Michael Baum’s cybersecurity software company, Splunk, just sold to Cisco for $28 billion. It might have never even existed if Steve Jobs didn’t visit Drexel University in 1983.
At the time, Baum was studying electrical engineering at the Philadelphia-based school. Jobs appeared on campus for business: striking a partnership with Drexel’s leaders to provide students with Apple’s brand-new Macintosh computers, which debuted in January 1984.
In a speech a year later, Jobs reportedly called Drexel “a pioneer for being the first university to fully incorporate the Macintosh” into students’ studies. For Baum, now 61, the experience was eye-opening.
“Steve Jobs convinced our school to become the first one to adopt the Mac for all entering students. As soon as I saw MacPaint and MacDraw, I knew I had to figure out how this worked,” Baum told U.K.-based The Gentleman Magazine in 2022.
Baum’s infatuation was “love at first byte,” he added, inspiring him to switch his major to computer science. “All of a sudden my brain went, ‘How do these work?'” Baum told the BBC in 2020. “So I went headlong into software.”
After graduating in 1985, Baum started working on his first startup, a software business called Reality Online that aimed to predict stock market performance.
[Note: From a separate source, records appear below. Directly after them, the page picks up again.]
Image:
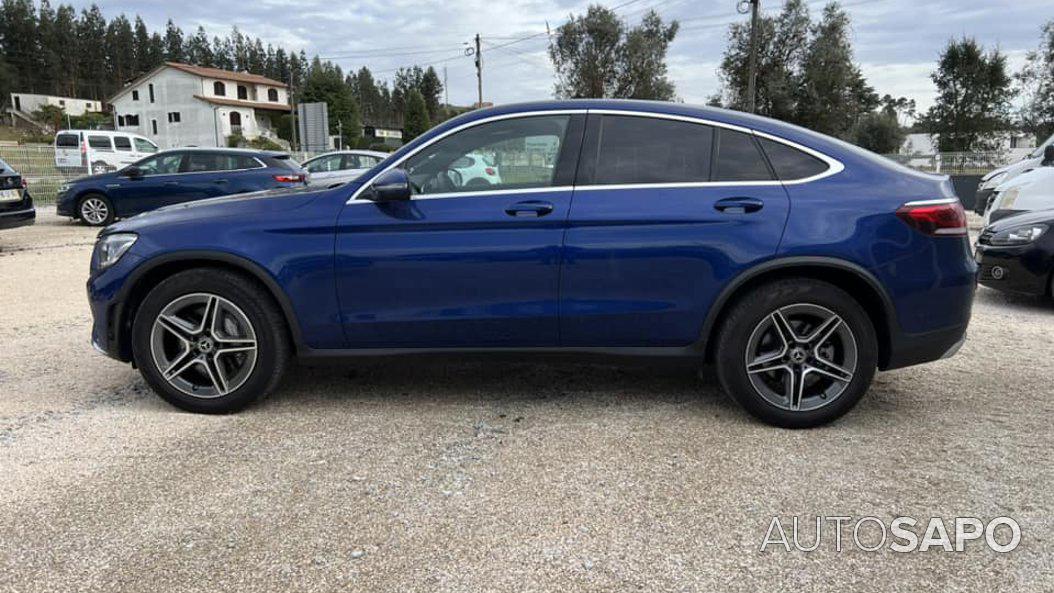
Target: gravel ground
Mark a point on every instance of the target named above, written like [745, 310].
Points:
[498, 477]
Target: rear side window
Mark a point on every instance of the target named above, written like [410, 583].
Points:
[100, 143]
[739, 159]
[640, 150]
[66, 141]
[792, 163]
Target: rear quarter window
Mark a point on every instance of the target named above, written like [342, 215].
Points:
[738, 158]
[789, 162]
[66, 141]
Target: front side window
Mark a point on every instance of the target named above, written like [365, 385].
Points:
[739, 159]
[100, 143]
[161, 164]
[792, 163]
[643, 150]
[325, 164]
[510, 154]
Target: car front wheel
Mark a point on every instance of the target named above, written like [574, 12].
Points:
[210, 340]
[797, 353]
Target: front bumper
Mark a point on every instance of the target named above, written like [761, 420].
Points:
[22, 215]
[1022, 269]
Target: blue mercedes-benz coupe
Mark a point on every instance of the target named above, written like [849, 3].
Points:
[172, 177]
[794, 262]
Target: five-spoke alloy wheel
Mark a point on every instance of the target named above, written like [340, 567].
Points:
[797, 353]
[210, 340]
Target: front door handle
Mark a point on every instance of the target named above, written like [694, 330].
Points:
[739, 205]
[530, 209]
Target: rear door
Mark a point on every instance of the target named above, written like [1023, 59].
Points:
[666, 212]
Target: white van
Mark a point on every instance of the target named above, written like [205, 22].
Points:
[99, 151]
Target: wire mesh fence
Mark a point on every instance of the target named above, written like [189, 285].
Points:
[36, 164]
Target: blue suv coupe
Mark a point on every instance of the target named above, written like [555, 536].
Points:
[796, 263]
[175, 176]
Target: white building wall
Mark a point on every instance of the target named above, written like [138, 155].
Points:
[28, 102]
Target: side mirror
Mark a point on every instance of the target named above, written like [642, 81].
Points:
[393, 185]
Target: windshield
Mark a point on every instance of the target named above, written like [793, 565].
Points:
[1039, 150]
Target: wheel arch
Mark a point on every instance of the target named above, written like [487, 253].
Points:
[860, 283]
[155, 271]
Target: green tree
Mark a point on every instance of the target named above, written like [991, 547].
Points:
[597, 55]
[782, 41]
[415, 119]
[832, 93]
[973, 100]
[1036, 85]
[325, 83]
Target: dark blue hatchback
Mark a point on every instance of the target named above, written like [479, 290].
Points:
[796, 263]
[175, 176]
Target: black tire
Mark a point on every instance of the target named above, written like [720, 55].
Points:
[754, 310]
[83, 213]
[268, 324]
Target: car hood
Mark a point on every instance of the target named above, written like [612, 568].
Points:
[236, 205]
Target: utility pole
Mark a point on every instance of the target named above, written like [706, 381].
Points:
[479, 70]
[753, 73]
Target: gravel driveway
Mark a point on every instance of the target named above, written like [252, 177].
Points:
[498, 477]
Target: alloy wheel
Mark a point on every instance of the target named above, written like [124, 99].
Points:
[203, 346]
[801, 357]
[94, 211]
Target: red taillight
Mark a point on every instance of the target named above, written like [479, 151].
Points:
[290, 178]
[937, 218]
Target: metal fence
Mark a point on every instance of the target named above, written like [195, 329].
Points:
[36, 164]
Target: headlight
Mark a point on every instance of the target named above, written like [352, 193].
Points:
[1018, 235]
[111, 248]
[994, 180]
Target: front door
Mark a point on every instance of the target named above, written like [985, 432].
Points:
[160, 183]
[464, 265]
[665, 213]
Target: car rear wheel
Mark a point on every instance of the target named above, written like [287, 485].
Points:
[210, 340]
[797, 353]
[96, 210]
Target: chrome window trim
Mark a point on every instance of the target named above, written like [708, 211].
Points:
[834, 165]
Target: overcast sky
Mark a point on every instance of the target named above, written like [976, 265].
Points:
[896, 41]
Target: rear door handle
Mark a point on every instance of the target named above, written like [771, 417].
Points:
[530, 209]
[739, 205]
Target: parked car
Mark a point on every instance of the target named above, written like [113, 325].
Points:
[1017, 254]
[1042, 156]
[340, 166]
[16, 204]
[1026, 193]
[175, 176]
[99, 151]
[795, 262]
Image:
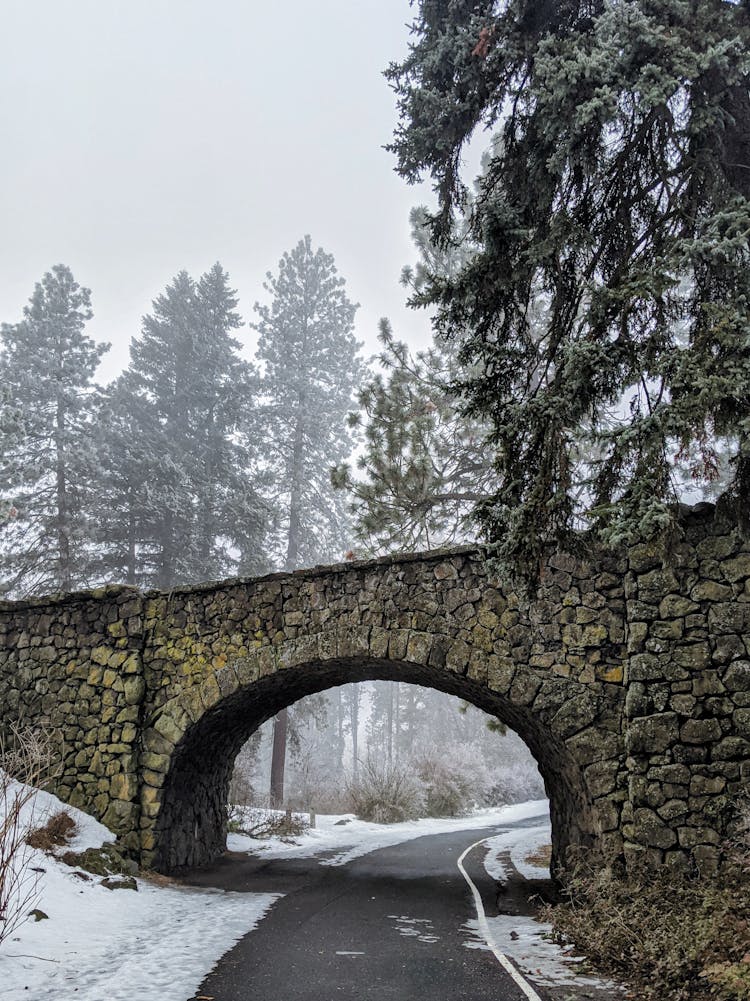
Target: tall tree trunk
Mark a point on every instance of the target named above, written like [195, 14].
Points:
[130, 568]
[63, 537]
[390, 726]
[295, 493]
[278, 759]
[278, 756]
[355, 734]
[397, 722]
[165, 576]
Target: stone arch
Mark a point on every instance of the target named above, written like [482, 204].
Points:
[190, 744]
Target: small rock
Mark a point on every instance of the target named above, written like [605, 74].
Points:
[119, 883]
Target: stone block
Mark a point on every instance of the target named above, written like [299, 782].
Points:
[652, 734]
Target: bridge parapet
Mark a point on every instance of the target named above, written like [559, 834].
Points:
[630, 683]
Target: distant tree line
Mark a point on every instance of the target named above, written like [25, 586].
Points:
[195, 462]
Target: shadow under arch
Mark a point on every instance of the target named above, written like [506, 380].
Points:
[189, 829]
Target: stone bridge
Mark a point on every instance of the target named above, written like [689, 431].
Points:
[629, 682]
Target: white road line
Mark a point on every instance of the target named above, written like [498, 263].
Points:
[504, 961]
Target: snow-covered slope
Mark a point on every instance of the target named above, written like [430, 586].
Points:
[347, 838]
[116, 945]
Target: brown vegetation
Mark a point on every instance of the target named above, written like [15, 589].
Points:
[53, 834]
[670, 934]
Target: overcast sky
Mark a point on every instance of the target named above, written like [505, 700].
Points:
[140, 137]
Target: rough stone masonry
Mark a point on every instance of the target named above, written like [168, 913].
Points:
[629, 681]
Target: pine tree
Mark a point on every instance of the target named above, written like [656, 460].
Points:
[180, 470]
[619, 185]
[311, 368]
[48, 364]
[425, 465]
[11, 434]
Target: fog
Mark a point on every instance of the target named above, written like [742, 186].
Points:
[141, 138]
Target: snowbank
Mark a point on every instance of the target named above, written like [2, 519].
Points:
[116, 945]
[347, 838]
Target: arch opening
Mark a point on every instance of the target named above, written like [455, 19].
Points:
[190, 827]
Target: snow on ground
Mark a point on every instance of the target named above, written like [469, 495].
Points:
[519, 844]
[116, 945]
[347, 838]
[527, 942]
[160, 942]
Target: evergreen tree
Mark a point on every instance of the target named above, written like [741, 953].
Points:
[620, 187]
[311, 368]
[180, 460]
[48, 363]
[11, 434]
[425, 464]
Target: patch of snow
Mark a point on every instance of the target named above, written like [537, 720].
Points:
[519, 843]
[116, 945]
[356, 838]
[526, 941]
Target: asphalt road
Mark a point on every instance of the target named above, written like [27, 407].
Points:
[385, 926]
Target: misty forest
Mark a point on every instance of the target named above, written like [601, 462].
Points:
[578, 249]
[202, 461]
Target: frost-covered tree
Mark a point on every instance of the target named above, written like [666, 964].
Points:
[47, 366]
[619, 186]
[179, 445]
[425, 465]
[11, 434]
[311, 367]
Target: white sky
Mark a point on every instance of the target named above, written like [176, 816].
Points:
[140, 137]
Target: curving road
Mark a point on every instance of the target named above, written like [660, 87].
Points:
[389, 925]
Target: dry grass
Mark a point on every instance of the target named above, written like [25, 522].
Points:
[25, 764]
[670, 935]
[55, 833]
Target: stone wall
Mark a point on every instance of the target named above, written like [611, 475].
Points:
[687, 707]
[73, 666]
[629, 682]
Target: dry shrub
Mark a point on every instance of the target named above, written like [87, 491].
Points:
[387, 794]
[53, 834]
[541, 857]
[25, 763]
[453, 778]
[671, 934]
[257, 822]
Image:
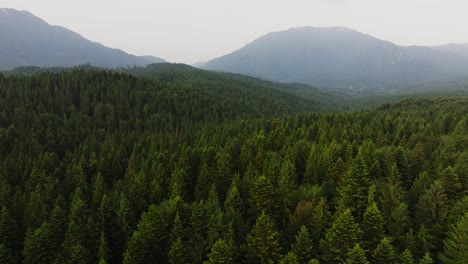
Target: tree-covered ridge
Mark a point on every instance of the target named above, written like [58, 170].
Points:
[101, 167]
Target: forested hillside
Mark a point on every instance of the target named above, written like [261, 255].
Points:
[102, 167]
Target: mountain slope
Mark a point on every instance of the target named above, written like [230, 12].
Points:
[339, 57]
[460, 49]
[28, 40]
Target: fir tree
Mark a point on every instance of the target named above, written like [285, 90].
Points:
[340, 238]
[356, 255]
[303, 248]
[262, 243]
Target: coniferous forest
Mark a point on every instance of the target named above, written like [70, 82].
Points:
[191, 167]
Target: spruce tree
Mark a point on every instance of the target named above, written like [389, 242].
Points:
[384, 253]
[406, 257]
[356, 255]
[221, 252]
[262, 243]
[456, 243]
[290, 258]
[372, 226]
[303, 248]
[340, 238]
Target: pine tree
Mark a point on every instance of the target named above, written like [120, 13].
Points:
[372, 226]
[451, 183]
[9, 236]
[428, 260]
[262, 196]
[356, 255]
[456, 243]
[37, 246]
[406, 257]
[177, 253]
[290, 258]
[353, 189]
[103, 253]
[221, 252]
[384, 253]
[303, 248]
[340, 238]
[262, 242]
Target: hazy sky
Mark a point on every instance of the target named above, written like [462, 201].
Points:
[197, 30]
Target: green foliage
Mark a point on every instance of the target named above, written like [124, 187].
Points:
[303, 248]
[340, 238]
[262, 243]
[384, 253]
[184, 166]
[290, 258]
[356, 255]
[373, 226]
[456, 243]
[221, 252]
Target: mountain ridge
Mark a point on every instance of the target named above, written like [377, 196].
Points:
[30, 41]
[338, 56]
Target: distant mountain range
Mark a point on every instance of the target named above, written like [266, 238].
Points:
[27, 40]
[342, 57]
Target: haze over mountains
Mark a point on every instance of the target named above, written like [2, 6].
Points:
[27, 40]
[342, 57]
[325, 57]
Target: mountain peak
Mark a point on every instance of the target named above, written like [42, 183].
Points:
[30, 41]
[338, 57]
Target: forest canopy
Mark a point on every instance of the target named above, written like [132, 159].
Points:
[106, 167]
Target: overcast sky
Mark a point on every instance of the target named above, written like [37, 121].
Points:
[197, 30]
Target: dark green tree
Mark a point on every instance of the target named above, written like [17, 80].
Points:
[356, 255]
[303, 247]
[340, 238]
[262, 243]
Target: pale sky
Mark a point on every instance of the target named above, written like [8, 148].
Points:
[198, 30]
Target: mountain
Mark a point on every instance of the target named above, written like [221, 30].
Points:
[339, 57]
[30, 41]
[460, 49]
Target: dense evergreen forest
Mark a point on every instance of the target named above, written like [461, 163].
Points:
[106, 167]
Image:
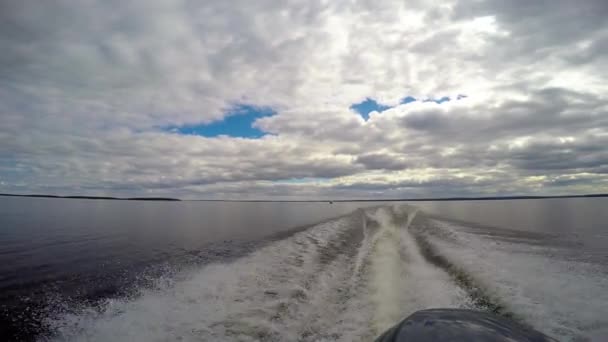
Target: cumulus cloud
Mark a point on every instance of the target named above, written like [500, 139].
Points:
[86, 87]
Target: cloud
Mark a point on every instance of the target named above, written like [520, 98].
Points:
[85, 86]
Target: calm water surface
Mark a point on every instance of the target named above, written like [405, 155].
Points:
[61, 260]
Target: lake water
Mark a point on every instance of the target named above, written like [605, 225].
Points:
[98, 270]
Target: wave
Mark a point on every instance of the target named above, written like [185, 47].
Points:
[346, 279]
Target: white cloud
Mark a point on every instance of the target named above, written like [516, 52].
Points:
[85, 86]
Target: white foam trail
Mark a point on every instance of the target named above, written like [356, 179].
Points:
[338, 281]
[563, 298]
[402, 280]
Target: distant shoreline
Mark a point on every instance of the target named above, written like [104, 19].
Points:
[487, 198]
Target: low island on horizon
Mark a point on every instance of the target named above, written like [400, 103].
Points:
[426, 199]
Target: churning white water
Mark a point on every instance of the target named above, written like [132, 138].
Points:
[348, 280]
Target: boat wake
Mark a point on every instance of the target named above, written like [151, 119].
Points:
[347, 279]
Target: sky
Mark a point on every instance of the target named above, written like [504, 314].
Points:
[289, 99]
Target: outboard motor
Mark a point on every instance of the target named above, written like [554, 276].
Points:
[439, 325]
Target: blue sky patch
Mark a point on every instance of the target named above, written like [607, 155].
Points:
[368, 106]
[238, 122]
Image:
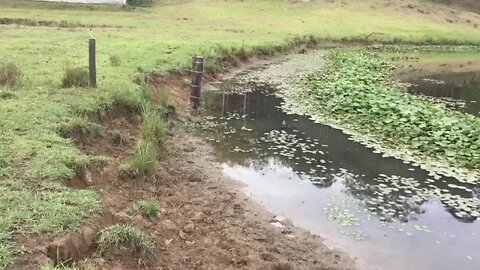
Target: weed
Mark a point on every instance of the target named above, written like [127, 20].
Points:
[164, 98]
[153, 126]
[7, 95]
[148, 208]
[97, 163]
[95, 130]
[10, 75]
[121, 237]
[141, 3]
[116, 136]
[115, 60]
[75, 77]
[365, 102]
[143, 161]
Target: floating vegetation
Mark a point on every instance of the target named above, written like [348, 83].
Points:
[353, 93]
[423, 48]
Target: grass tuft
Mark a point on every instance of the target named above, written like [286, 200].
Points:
[75, 77]
[10, 75]
[115, 60]
[121, 237]
[142, 163]
[116, 136]
[148, 208]
[153, 126]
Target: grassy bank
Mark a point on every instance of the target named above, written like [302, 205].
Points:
[38, 114]
[354, 93]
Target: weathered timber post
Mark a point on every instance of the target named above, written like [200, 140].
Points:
[92, 62]
[195, 92]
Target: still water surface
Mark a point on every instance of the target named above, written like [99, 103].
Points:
[389, 214]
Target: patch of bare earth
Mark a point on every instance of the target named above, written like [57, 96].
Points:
[207, 222]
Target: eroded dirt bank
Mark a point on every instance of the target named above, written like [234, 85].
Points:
[206, 220]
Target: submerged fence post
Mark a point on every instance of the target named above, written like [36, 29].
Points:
[92, 68]
[195, 92]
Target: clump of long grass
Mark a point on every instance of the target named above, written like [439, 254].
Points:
[147, 208]
[75, 77]
[122, 237]
[10, 75]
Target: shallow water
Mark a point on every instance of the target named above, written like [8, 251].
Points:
[389, 214]
[460, 90]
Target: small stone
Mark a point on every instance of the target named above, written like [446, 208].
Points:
[277, 224]
[181, 234]
[189, 228]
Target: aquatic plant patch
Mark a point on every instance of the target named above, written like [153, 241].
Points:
[354, 93]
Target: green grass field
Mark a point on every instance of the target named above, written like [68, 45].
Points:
[33, 155]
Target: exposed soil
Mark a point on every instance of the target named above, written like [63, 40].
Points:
[207, 222]
[61, 24]
[472, 5]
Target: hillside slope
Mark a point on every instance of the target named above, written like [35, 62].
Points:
[471, 5]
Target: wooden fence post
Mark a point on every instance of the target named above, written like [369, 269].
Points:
[92, 62]
[195, 92]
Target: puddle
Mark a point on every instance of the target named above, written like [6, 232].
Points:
[389, 214]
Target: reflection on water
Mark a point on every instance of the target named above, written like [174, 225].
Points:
[458, 90]
[335, 187]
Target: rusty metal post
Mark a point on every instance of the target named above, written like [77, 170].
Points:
[92, 66]
[195, 92]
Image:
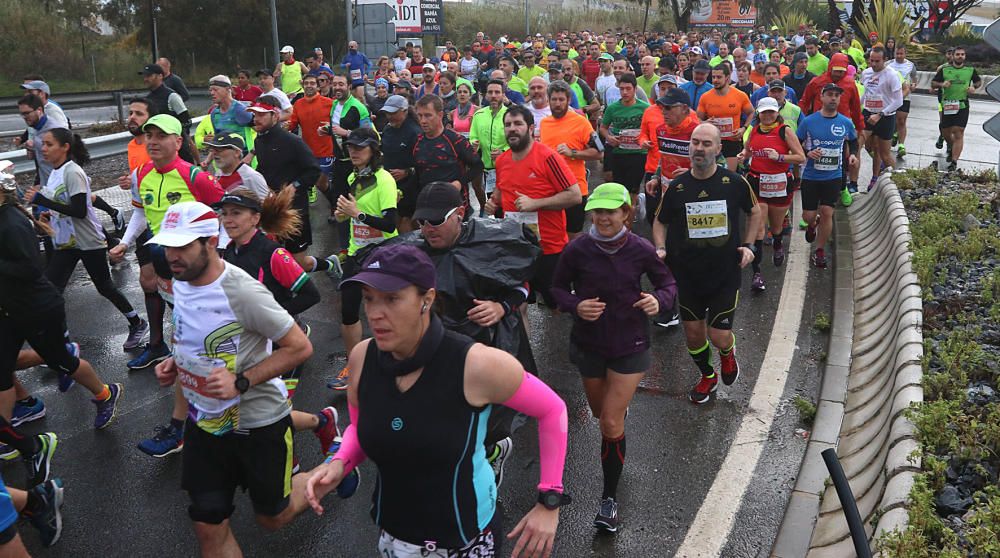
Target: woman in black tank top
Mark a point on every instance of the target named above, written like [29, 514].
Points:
[419, 403]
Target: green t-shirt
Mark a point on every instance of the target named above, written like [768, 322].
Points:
[624, 122]
[372, 200]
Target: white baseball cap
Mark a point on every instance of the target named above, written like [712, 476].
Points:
[186, 222]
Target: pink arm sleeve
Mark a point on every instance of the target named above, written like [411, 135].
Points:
[350, 451]
[537, 400]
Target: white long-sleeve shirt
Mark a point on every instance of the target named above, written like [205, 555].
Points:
[883, 91]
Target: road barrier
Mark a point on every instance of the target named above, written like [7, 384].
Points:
[872, 376]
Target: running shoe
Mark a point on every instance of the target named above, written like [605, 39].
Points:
[136, 333]
[165, 441]
[730, 368]
[819, 259]
[48, 520]
[340, 382]
[330, 431]
[846, 198]
[8, 453]
[40, 464]
[24, 413]
[108, 409]
[501, 453]
[667, 320]
[607, 516]
[65, 380]
[778, 257]
[150, 356]
[702, 391]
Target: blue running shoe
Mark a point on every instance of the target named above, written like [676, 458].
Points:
[150, 356]
[166, 441]
[48, 520]
[25, 413]
[108, 409]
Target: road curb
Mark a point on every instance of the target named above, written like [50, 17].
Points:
[871, 376]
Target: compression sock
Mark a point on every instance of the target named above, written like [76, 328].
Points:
[104, 395]
[9, 435]
[703, 358]
[155, 310]
[612, 463]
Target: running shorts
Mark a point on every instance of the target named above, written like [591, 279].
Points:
[45, 332]
[957, 120]
[259, 460]
[885, 128]
[820, 192]
[716, 306]
[593, 365]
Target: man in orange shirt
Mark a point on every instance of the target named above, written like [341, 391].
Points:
[311, 113]
[571, 135]
[726, 107]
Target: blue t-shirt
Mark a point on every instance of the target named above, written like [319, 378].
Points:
[829, 135]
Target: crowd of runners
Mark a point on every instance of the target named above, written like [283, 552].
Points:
[459, 190]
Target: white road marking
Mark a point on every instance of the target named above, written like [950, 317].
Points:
[711, 527]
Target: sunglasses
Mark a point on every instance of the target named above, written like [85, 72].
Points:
[429, 223]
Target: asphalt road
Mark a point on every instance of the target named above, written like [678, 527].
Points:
[123, 503]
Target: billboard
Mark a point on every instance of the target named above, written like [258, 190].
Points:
[723, 13]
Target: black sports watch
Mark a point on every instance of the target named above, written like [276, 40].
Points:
[553, 500]
[242, 383]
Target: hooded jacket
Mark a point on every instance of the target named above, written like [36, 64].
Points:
[850, 100]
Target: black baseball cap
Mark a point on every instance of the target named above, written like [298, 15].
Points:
[395, 267]
[435, 201]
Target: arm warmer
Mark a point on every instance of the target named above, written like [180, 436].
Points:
[350, 451]
[537, 400]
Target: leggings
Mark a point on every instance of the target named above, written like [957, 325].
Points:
[63, 262]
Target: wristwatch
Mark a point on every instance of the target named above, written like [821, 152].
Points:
[242, 383]
[553, 500]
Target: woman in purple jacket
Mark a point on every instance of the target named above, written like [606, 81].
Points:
[598, 280]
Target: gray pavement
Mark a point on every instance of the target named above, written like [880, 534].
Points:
[122, 502]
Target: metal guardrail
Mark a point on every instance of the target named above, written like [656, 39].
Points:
[8, 105]
[99, 147]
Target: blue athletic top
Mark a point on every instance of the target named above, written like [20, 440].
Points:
[828, 134]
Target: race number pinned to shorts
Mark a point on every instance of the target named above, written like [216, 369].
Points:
[773, 185]
[707, 219]
[193, 373]
[527, 218]
[829, 159]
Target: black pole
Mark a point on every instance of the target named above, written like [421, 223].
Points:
[847, 502]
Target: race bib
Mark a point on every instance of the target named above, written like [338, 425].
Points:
[629, 139]
[193, 373]
[527, 218]
[363, 234]
[707, 219]
[725, 126]
[829, 159]
[773, 185]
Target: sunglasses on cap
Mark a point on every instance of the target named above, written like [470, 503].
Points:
[429, 223]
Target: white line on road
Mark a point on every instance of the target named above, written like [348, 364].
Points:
[711, 527]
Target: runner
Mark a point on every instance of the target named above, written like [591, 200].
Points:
[956, 81]
[883, 95]
[160, 183]
[534, 187]
[699, 226]
[78, 236]
[598, 281]
[908, 71]
[823, 135]
[438, 516]
[771, 148]
[726, 107]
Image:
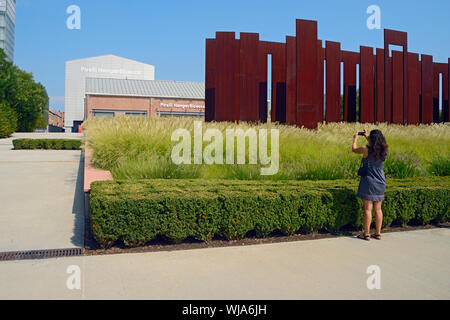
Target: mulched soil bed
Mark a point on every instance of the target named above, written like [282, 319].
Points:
[161, 244]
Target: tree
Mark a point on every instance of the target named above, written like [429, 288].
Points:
[27, 98]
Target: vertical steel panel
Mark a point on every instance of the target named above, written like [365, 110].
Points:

He sold the business to Reuters for an undisclosed amount in 1987, and went back to school to get an MBA from the Wharton School of the University of Pennsylvania.
Baum went on to establish himself as a serial entrepreneur, building and selling multiple software businesses before 2000. He also spent time as a Silicon Valley investor and an e-commerce executive at Walt Disney and Yahoo.
In 2003, Baum and two friends — Rob Das and Erik Swan — co-founded Splunk, a San Francisco-based company that helps companies monitor and analyze large stores of data. More recently, Splunk developed cybersecurity tools that rely on artificial intelligence to monitor machine-generated data for potential threats.
Baum served as the company’s CEO until retiring in 2009. When Splunk went public in 2012, it was valued at roughly $1.6 billion. It’s unknown how much money he made from Cisco’s acquisition of Splunk, but he told the BBC in 2020 that he was, at the time, the company’s largest individual shareholder.
In his retirement, Baum has refashioned himself as a vintner: He moved his family to France’s Burgundy region in 2014 and bought the Château de Pommard winery, where he’s currently the owner and operator.
The “inquisitive nature” that drove him to learn more about Jobs’ Macintosh computers “continues to drive me today,” Baum told The Gentleman Magazine.
“It provides me purpose, joy, and excitement,” he said.